Creare un gruppo

CREARE UN GRUPPO

(da Verdenero 2008)

L allenamento è il momento di contatto  più importante che  un allenatore ha con il gruppo-squadra.

Durante l’allenamento l’istruttore può soffermarsi su diversi obiettivi con una tempistica adeguata alle necessità del gruppo, adeguando i programmi all’evoluzione del lavo­ro.

Nel momento agonistico (gara) questa possibilità è molto ridotta, sia perché la variabile tempo è li­mitata e sia perché l’attenzione vie­ne posta principalmente sulla messa in pratica e verifica di quanto si è fatto durante la settimana. Pertanto l’allenamento si caratterizza per la definizione di obiettivi tecnici/tat-tici/fisici che vengono sviluppati mediante il lavoro sul campo (o in palestra).

Ma oltre a ciò l’allenato­re può sviluppare alcune proposte pratiche in grado di coniugare al tempo stesso fnalità sportive e tra­smissione di alcuni valori impor­tanti che sono basilari in uno sport di squadra, come la conoscenza del compagno, la coesione, la fiducia negli altri, lo spirito di sacrificio e l’aiuto reciproco.

A tal proposito possiamo mettere in evidenza tramite alcuni semplici esempi come sia possibile trasmet­tere ai ragazzi questi valori.

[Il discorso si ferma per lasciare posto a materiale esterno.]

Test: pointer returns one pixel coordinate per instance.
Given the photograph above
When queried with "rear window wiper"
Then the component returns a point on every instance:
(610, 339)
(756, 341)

Per quanto riguarda la conoscenza del proprio compagno, utile soprat­tutto nel caso di gruppi di nuova formazione o con innesti di un ampio numero di ragazzi che non erano presenti in squadra durante la stagione precedente, un’utile eser­citazione consiste nel subordinare l’obiettivo tecnico prefissato (fare un numero di passaggi consecutivi oppure concludere a rete) all’obbli­go di dire a voce alta il nome del compagno a cui passo la palla o da cui ricevo la palla, pena la perdita del possesso della palla o l’annulla­mento della rete.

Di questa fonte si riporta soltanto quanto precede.